From Downers Grove, Illinois, USA:
My one year old daughter, who weighs about 16 pounds, was diagnosed with VUR at three months of age and has been diagnosed as FTT (Failure to thrive). They did the diabetes test which was negative, but she had urine reducing substances so they ran additional tests.
The tests finally showed she has fructose overflow in her urine, and I have been mixing powdered formula with fruit juice. This would be okay except for the fact that when they went back and looked at tests when she was three months old, her urine tested positive for reducing substances then too, and there is no way it could be fructose because she was solely breast fed back then.
My understanding is that diabetes can be difficult to diagnose. How likely is it to have a negative test but still have diabetes?
Assuming that VUR stands for vesicu-ureteral reflux, which I don't think would have anything to do with the 'failure to thrive' unless there were repeated urinary tract infections. The doctors were clearly trying to explain this failure to thrive in terms of an inborn error of metabolism, and, since they found abnormal amounts of fructose in the urine that certainly would suggest hereditary fructose intolerance which is an autosomally recessive condition treated by a fructose free diet.
If this diagnosis has now been confirmed, it is still difficult to explain the urine fructose at three months of age unless you were giving supplements that contained ordinary cane sugar, which is equal parts of glucose and fructose or you yourself were taking sugar in your diet which would lead to fructose in the breast milk. Her weight and food intake are below the third percentile for her age which suggests the possibility of some other explanation or possibly that she is getting cane sugar in some medication or vitamin supplement.
Finally, I should add that I don't think that your baby has any form of diabetes.
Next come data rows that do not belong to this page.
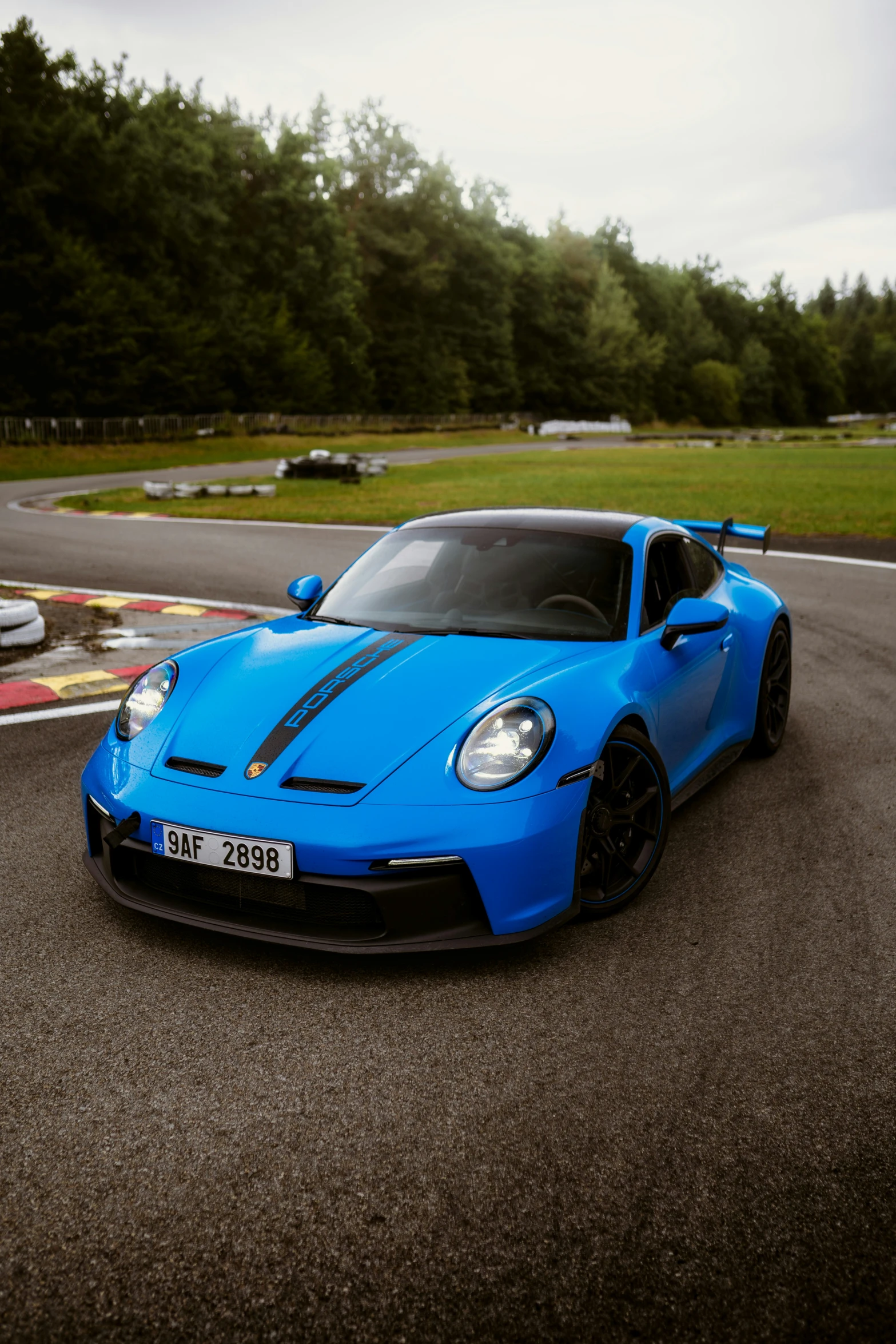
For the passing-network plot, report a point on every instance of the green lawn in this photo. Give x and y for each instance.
(791, 490)
(18, 463)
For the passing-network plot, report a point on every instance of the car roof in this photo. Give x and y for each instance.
(589, 522)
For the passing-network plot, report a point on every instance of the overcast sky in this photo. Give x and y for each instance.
(756, 131)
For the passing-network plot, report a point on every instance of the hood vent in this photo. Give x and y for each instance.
(206, 768)
(321, 785)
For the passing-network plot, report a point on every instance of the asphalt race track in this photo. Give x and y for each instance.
(676, 1124)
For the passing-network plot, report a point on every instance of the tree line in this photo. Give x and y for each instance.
(159, 255)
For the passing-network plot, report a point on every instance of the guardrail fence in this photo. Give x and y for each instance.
(128, 429)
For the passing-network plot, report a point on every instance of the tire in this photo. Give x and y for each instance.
(21, 636)
(774, 693)
(17, 612)
(621, 844)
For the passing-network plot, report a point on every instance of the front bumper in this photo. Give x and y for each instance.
(511, 885)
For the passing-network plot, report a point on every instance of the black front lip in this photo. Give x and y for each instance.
(410, 921)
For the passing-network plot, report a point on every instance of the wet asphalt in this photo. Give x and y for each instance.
(676, 1124)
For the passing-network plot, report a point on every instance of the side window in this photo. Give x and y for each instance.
(668, 577)
(707, 567)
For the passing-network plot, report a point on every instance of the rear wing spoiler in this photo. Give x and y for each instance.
(748, 531)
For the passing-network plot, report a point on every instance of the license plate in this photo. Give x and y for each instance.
(238, 854)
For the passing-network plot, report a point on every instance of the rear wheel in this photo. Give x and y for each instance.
(774, 693)
(626, 823)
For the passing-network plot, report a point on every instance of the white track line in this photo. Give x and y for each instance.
(806, 555)
(153, 597)
(367, 527)
(59, 713)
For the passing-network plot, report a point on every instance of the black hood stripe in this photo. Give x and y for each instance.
(323, 694)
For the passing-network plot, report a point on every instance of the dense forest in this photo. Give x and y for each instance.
(162, 255)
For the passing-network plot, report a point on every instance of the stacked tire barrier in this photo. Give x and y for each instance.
(21, 623)
(132, 429)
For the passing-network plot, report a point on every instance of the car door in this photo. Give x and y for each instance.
(687, 677)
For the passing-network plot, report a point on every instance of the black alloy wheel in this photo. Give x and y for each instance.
(625, 826)
(774, 691)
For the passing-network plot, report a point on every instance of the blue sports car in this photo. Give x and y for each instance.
(479, 731)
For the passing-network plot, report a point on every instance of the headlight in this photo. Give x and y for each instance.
(145, 699)
(505, 745)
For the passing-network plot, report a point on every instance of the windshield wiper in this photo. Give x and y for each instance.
(495, 635)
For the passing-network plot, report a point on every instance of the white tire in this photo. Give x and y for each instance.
(22, 635)
(17, 612)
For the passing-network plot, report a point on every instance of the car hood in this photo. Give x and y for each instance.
(337, 703)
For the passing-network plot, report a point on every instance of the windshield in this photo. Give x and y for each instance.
(488, 581)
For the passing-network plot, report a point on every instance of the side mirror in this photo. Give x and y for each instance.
(305, 590)
(692, 616)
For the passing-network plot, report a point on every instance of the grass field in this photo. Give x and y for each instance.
(837, 490)
(22, 464)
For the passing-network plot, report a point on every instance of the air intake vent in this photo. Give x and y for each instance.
(206, 768)
(321, 785)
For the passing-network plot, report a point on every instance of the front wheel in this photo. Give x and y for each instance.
(774, 693)
(626, 823)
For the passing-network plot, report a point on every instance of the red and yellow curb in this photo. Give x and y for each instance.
(71, 686)
(125, 604)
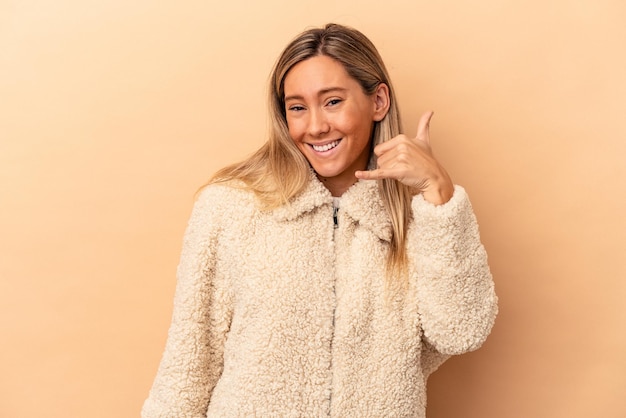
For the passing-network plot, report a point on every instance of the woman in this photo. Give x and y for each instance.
(306, 289)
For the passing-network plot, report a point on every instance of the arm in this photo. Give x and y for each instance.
(456, 298)
(193, 358)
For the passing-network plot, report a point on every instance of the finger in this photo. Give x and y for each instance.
(386, 146)
(424, 126)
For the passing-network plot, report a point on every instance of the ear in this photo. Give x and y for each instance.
(381, 102)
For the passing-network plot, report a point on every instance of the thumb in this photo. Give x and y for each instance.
(423, 126)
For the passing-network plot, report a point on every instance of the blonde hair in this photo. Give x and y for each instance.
(278, 170)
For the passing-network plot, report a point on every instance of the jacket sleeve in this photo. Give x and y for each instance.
(193, 358)
(457, 303)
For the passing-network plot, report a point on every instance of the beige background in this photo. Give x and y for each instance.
(113, 113)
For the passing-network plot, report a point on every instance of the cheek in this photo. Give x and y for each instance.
(295, 128)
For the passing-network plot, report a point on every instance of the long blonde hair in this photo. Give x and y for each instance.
(278, 170)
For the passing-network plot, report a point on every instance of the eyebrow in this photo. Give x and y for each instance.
(320, 93)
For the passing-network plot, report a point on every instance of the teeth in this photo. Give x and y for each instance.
(321, 148)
Additional comments from Dr. David Schwartz:A "reducing substance" commonly refers to any component in urine that, when mixed with a copper derivative (called cupric sulfate), leads to a change in color of the urine, generally a blue color. Typical "reducing substances" include various types of sugar such as glucose, galactose (milk sugar), fructose (fruit sugar), lactose (a mixture of glucose and galactose), and other sugars (but not table sugar (sucrose). However, other reducing substances include a large list compounds including a variety of drugs and other antibiotics.
Therefore, the presence of reducing substances in the urine is by no means specific for glucose in the urine, and one cannot establish a diagnosis of diabetes by this test. If reducing substances are present in the urine, but further analysis indicates that there is not glucose in the urine and that the blood glucose is normal, then diabetes is pretty much excluded. Then however. one must try to determine the cause of the presence of reducing substances. In a child who is failing to thrive, eats so little, at one year of age weighs 15 pounds, and at present, the "only" reducing substance seems to be an excess of fructose in the urine. Then I think there may be an issue in the proper metabolism of fructose. There are other possibilities and some, frankly, may be worrisome.
Please ask for a referral to specialist in "inborn errors of metabolism." This may be a pediatric endocrinologist but more commonly is a specially trained geneticist who likely will be located at a major medical university or children's hospital in your region.